Compost is a wonderful soil amendment and mulch. Natural biological processes will help break down those materials that need to break down, and earthworms and other soil critters will mix the amendments into the soil without you having to lift a finger.
Other things you can add to the soil include shredded newspaper (if your newspaper uses soy-based inks) and cardboard. You can use overlapping layers of cardboard covered with a layer of mulch to help control weeds. In those parts of your garden that stay moist, the cardboard will break down completely in three to four months.
It's also a good idea to avoid tilling or turning your soil. Tilling or turning your soil reduces the organic matter in your soil. Most plants, once you're done harvesting, can simply be cut down. Leave the root mass in the soil to add organic matter.
You can further improve your soil and sequester more carbon by growing cover crops. Don't turn the cover crops into the soil; just cut them down, chop them up and leave them in place as mulch.
Reducing inputs simply means buying less stuff to support your garden and using less water. By now, we all know how to reduce our water use: use drip irrigation, mulch and monitor your plants to make sure that you don't over- or under-water them.
So how can you buy less “stuff” such as plants and seeds, fertilizer and weed- or pest-control products? To reduce your need for fertilizers, you can plant cover crops in the winter, especially legumes such as fava beans to fix nitrogen in the soil. In healthy soil, nutrients already in the soil are more available to your plants.
If your soil does need more nutrients, try to find local sources of manure. (Manure should be composted before it is applied to your garden.) If you buy fertilizer, apply the same principles that you do for your other purchases: figure out where the ingredients come from, and buy as local and sustainable as possible.
To reduce your purchases of plants and seeds, grown your own plants from seed, share your seeds with other gardeners, and save seeds from open-pollinated varieties. It makes sense to share your seeds because fresh seeds (no more than two years old) produce the best plants.
Growing your own plants from seeds is fun. It allows you to grow more varieties than you can purchase and to have plants when the nurseries may not carry them. For example, the ideal time to set out broccoli and cauliflower seedlings for fall harvest is in mid-August, but just try finding seedlings for these crops in nurseries in August.
Some of the best ways to control weeds are to control where you water using drip irrigation. Mulching also helps minimize weed germination, or you can hand-pull or hoe weeds, of course. As long as a weed has not set seed, add it to your compost. It's just more organic matter. Bindweed (field morning glory), blackberries and Bermuda grass can sprout from bits of stems and roots, so allow them to dry out completely before adding them to compost or using as mulch.
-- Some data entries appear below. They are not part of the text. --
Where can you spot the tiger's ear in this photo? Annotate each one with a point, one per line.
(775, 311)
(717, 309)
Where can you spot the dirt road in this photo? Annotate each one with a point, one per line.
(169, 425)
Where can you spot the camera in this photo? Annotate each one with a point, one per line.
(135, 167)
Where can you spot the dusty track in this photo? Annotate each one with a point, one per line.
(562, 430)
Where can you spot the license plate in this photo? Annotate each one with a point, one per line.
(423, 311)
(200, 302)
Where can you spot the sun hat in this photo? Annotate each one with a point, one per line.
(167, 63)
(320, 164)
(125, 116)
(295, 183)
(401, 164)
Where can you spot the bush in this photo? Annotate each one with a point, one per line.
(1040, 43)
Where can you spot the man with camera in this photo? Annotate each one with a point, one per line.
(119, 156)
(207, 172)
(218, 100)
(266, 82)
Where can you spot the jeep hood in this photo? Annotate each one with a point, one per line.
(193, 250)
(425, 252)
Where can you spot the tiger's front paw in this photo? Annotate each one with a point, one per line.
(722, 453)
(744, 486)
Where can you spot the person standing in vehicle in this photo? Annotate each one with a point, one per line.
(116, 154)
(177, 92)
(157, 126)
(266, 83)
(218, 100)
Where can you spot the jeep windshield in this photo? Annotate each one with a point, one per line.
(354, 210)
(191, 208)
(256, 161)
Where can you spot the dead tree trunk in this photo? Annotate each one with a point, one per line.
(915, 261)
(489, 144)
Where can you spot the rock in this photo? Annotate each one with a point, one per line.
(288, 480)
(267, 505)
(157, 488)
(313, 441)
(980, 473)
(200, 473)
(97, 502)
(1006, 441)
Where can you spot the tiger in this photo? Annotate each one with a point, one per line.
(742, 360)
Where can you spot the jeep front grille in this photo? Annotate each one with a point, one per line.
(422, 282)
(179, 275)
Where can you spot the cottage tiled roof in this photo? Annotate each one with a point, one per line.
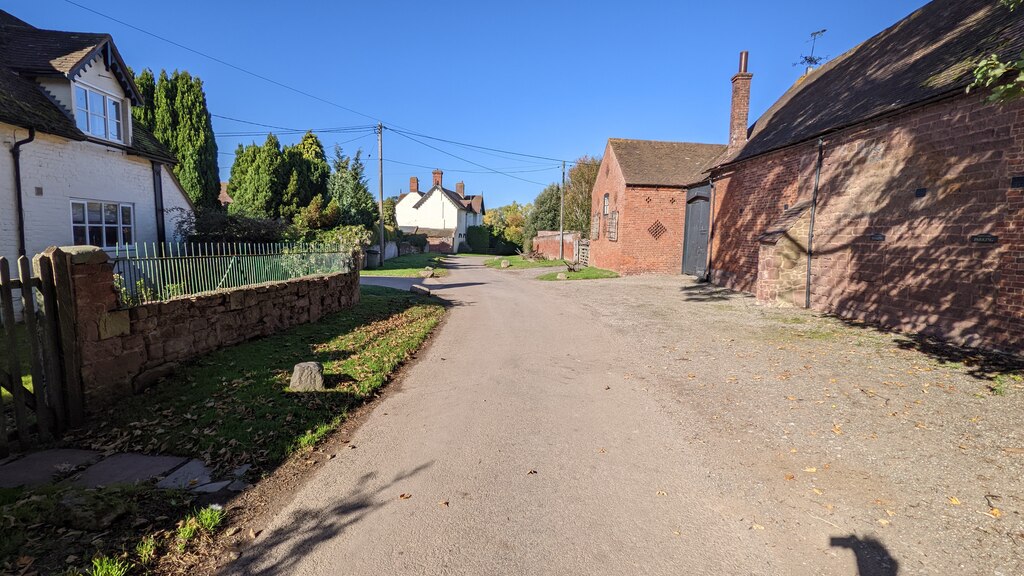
(929, 54)
(27, 52)
(659, 163)
(470, 203)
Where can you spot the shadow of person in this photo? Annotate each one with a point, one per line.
(872, 558)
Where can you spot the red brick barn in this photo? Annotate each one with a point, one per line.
(878, 190)
(640, 201)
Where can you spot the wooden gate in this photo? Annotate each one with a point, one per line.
(35, 403)
(697, 232)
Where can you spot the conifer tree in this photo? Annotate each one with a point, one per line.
(174, 110)
(348, 187)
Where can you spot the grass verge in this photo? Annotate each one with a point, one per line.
(518, 261)
(410, 265)
(229, 408)
(585, 274)
(22, 335)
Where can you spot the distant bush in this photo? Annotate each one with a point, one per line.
(418, 240)
(217, 225)
(478, 239)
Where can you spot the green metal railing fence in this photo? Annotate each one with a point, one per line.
(147, 273)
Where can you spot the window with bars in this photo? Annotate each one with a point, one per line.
(98, 115)
(105, 224)
(612, 229)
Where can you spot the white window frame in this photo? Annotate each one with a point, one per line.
(84, 113)
(122, 209)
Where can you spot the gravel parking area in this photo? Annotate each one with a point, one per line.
(905, 451)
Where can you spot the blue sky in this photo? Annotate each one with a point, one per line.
(553, 79)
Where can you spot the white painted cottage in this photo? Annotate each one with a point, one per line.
(77, 170)
(441, 214)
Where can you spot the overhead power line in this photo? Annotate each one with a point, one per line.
(421, 142)
(508, 170)
(480, 147)
(224, 63)
(401, 132)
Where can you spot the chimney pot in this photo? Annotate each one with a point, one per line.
(739, 110)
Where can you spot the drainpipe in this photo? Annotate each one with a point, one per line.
(810, 232)
(15, 151)
(158, 201)
(711, 230)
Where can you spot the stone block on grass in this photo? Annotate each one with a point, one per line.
(307, 376)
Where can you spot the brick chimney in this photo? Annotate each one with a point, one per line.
(739, 111)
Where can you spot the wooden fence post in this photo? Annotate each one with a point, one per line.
(51, 342)
(13, 364)
(69, 340)
(39, 380)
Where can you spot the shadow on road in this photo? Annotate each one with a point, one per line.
(281, 551)
(705, 292)
(455, 285)
(872, 557)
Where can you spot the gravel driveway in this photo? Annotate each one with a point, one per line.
(650, 425)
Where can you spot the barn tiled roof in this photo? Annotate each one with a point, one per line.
(27, 52)
(659, 163)
(928, 54)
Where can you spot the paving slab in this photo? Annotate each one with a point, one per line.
(212, 487)
(40, 467)
(128, 468)
(194, 472)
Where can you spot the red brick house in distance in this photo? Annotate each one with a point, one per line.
(877, 189)
(639, 204)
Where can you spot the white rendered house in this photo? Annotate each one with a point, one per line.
(441, 214)
(76, 169)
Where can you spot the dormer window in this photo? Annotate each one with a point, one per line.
(98, 115)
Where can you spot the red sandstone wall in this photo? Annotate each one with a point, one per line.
(122, 351)
(926, 276)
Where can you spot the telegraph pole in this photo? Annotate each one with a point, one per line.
(380, 181)
(561, 218)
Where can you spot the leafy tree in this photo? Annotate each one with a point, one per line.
(389, 212)
(258, 187)
(308, 172)
(1005, 78)
(547, 206)
(348, 187)
(507, 222)
(174, 110)
(320, 214)
(579, 189)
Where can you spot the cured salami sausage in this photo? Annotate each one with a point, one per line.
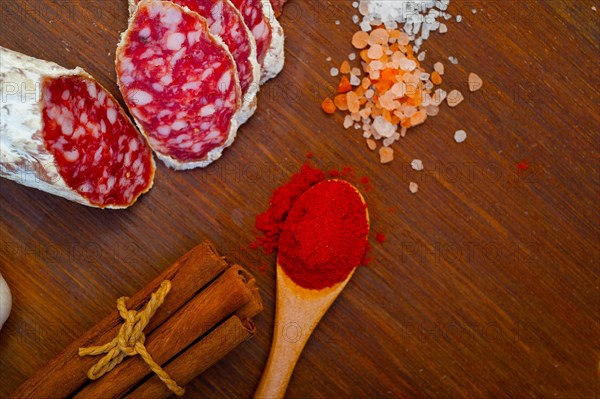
(278, 6)
(260, 19)
(225, 21)
(63, 133)
(180, 83)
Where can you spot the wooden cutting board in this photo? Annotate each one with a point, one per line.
(488, 283)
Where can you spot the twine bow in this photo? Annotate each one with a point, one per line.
(130, 340)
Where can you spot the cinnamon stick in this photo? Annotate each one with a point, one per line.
(198, 358)
(64, 374)
(213, 304)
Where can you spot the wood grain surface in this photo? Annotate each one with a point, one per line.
(488, 285)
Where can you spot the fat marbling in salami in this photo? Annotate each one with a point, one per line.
(180, 82)
(268, 33)
(63, 133)
(224, 20)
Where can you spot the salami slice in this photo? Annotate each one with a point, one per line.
(278, 6)
(260, 19)
(225, 21)
(63, 133)
(180, 83)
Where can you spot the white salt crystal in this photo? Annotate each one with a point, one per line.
(348, 122)
(417, 164)
(460, 136)
(383, 127)
(413, 187)
(418, 17)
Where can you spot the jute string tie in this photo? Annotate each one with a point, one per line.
(130, 340)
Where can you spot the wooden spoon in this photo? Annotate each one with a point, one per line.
(298, 311)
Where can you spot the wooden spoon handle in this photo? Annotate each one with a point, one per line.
(288, 342)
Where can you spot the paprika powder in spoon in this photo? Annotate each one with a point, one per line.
(323, 240)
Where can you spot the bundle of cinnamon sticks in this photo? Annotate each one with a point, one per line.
(205, 316)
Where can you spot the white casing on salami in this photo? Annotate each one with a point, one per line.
(250, 102)
(275, 58)
(215, 153)
(23, 154)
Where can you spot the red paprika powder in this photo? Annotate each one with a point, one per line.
(271, 222)
(324, 236)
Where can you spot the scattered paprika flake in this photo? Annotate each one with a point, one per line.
(522, 166)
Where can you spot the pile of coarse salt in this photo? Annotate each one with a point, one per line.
(418, 17)
(392, 92)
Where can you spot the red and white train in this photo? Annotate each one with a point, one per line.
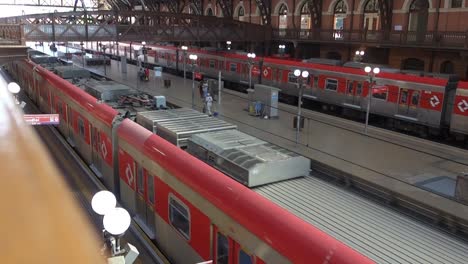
(425, 105)
(193, 212)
Healthy plants, properly tended, will be most resistant to pests and diseases. For insect pests, you can hand-pick the critters. (I sometimes shake plants over a bowl if a plant has been invaded.) Or you can wait for natural predators to arrive and take care of them for you. Look first to non-toxic methods, such as spraying aphids off with a garden hose
If you hand-pick critters, cool mornings or evenings are best because insects will be much slower when it's cold. Plants also have their own forms of defense. They produce compounds in their tissues to help deter predators. Consider ignoring some damage. Plants communicate with each other through hormonal signals from their roots, and the plants near the one that is being attacked will also produce defensive compounds.
There are many ways to make your vegetable gardening more sustainable. The important thing is to keep improving.
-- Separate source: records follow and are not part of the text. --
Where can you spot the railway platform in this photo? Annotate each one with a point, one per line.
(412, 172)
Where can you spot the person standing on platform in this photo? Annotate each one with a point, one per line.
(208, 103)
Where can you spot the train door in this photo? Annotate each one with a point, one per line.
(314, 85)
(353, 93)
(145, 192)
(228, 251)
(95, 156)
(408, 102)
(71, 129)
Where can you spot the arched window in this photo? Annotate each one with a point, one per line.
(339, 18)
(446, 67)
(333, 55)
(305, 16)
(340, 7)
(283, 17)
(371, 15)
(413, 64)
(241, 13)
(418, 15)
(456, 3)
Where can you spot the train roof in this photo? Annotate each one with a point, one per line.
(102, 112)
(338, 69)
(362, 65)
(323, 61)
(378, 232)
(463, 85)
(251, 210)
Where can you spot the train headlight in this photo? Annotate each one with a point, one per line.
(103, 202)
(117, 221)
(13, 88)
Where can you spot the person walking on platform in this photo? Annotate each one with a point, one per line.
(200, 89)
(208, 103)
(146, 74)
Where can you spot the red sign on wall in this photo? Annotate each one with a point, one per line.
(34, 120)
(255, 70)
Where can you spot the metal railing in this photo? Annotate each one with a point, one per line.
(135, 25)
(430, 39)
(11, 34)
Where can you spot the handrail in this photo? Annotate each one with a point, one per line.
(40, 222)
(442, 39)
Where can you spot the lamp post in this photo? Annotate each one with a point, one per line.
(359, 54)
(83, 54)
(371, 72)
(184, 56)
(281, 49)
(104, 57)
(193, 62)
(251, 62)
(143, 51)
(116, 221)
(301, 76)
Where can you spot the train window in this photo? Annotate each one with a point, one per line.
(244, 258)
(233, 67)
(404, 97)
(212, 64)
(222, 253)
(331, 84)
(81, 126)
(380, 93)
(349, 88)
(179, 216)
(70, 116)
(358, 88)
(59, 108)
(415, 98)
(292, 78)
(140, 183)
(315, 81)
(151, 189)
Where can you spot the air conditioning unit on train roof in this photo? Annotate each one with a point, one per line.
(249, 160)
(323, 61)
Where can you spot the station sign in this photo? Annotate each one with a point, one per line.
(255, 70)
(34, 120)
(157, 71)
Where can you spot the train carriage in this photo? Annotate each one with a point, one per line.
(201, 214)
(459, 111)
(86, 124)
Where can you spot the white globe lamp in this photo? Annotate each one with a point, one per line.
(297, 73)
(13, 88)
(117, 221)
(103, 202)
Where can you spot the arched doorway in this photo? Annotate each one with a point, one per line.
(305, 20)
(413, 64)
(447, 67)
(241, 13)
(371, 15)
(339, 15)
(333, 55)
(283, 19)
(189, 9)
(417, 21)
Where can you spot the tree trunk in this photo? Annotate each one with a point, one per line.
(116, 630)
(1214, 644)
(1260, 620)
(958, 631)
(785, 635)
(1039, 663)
For more about caring for the soil:
Healthy soils for a healthy California. Check out the Home and Garden section.
Building soil health:
Tips to improve home garden soil:
Master Gardener Workshop: “Growing Tomatoes in the Home Garden” on Saturday, April 4, from 9:30 a.m. to 11:30 a.m., at University of California Cooperative Extension, 1710 Soscol Avenue, Napa. Learn tips and tricks for cultivating great tomatoes including the latest research on care. On-line registration (credit card only) or Mail-in/Walk-in registration (cash or check only) or call 707-253-4221.
The UC Master Gardeners of Napa County are volunteers who provide UC research-based information on home gardening and answer your questions. To find out more about upcoming programs or to ask a garden question, visit the Master Gardener website (http://napamg.ucanr.edu) or call (707) 253-4221 between 9 a.m. and noon on Mondays, Wednesdays or Fridays.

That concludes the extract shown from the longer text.